I dati sull'astensionismo, in effetti, deludono e preoccupano, ma non per la tenuta della democrazia, che funziona lo stesso, te lo garantisco, considerato che il voto è valido comunque, anche se non ci si esprime in massa. Preoccupa il disimpegno che colpisce l'intera società, giovani e meno giovani, uomini e donne, i quali evidentemente ritengono che recarsi alle urne sia inutile, ossia che nulla cambierebbe, che le cose peggio di così non potrebbero andare e neppure meglio di così potrebbero andare. Non si ha voglia di uscire di casa per consegnare la propria preferenza, si predilige stare sul divano o fare qualsiasi altra cosa. Queste sono le nostre conclusioni. Eppure potremmo anche ipotizzare che i cittadini non vadano a votare non per malcontento né per pigrizia né per disinteresse verso la cosa pubblica, ma perché stanno bene come stanno. Molti politologi hanno messo in luce che è proprio nelle democrazie consolidate che la partecipazione elettorale registra da anni un calo, tanto che i livelli di partecipazione del dopoguerra, quando eravamo reduci della dittatura e la libertà era stata duramente conquistata, non sono mai più stati raggiunti.
Quindi l'astensionismo potrebbe essere letto e tradotto anche non come disimpegno, avversione per la politica, disgusto, ma come partecipazione in negativo, ossia come protesta rabbiosa ma silenziosa, se non addirittura - paradosso - come conferma che il cittadino si sente garantito e non teme che democrazia e libertà gli vengano sottratti, li considera beni consolidati, quantunque è necessario che ricordiamo che vanno sempre difesi.

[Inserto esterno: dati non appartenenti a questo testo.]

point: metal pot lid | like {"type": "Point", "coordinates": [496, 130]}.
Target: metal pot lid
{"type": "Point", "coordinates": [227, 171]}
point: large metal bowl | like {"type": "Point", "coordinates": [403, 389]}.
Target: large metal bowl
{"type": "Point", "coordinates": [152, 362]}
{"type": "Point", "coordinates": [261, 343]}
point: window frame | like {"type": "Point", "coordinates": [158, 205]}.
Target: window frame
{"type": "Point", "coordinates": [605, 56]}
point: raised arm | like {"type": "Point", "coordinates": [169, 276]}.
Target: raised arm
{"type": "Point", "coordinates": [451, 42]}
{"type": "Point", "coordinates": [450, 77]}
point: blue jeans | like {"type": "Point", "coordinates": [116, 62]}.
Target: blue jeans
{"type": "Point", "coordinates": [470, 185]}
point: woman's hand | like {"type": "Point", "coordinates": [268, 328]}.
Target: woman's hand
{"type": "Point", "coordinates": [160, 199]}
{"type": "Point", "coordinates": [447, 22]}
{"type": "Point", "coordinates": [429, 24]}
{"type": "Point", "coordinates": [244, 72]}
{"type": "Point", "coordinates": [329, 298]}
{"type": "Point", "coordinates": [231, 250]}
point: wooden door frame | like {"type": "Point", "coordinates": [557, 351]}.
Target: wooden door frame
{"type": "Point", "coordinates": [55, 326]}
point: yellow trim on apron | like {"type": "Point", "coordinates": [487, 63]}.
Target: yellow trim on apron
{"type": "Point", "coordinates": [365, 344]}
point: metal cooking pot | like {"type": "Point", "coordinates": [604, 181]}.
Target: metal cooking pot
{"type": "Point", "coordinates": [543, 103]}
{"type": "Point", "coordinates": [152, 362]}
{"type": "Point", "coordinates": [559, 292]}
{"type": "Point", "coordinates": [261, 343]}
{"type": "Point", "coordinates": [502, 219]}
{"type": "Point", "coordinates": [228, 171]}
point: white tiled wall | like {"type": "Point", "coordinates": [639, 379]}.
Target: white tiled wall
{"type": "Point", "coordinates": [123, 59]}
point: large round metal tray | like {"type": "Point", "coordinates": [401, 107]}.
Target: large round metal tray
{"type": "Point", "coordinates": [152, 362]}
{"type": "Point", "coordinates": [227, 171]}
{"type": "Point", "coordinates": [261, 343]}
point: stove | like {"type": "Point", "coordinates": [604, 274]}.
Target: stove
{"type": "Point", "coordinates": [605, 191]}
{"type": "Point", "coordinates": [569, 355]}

Insomma, l'astensionismo per me è un brutto affare, sia chiaro. Sarebbe meglio se la gente votasse, ma non credo che, se non lo fa, questo sia un dramma. E soprattutto, Ivano, sono convinto che nessuno abbia il diritto di penalizzare colui che deliberatamente, potendolo fare, decide di non recarsi ai seggi, accettando in questo modo implicitamente quello che altri cittadini preferiranno, ovvero sottomettendosi alla volontà di questi ultimi.
Sarà allora interesse dei partiti persuadere gli astenuti, convincerli, rendersi credibili ai loro occhi, sedurli mediante una valida proposta politica, allo scopo di recuperare consenso e portare acqua al proprio mulino.
L'astensionismo faccia riflettere
sull'appeal in diminuzione dei partiti politici e non sulla crisi della democrazia. La democrazia entra in crisi quando vengono negate e proibite le libertà sulle quali essa poggia. Una di queste è pure quella di non votare.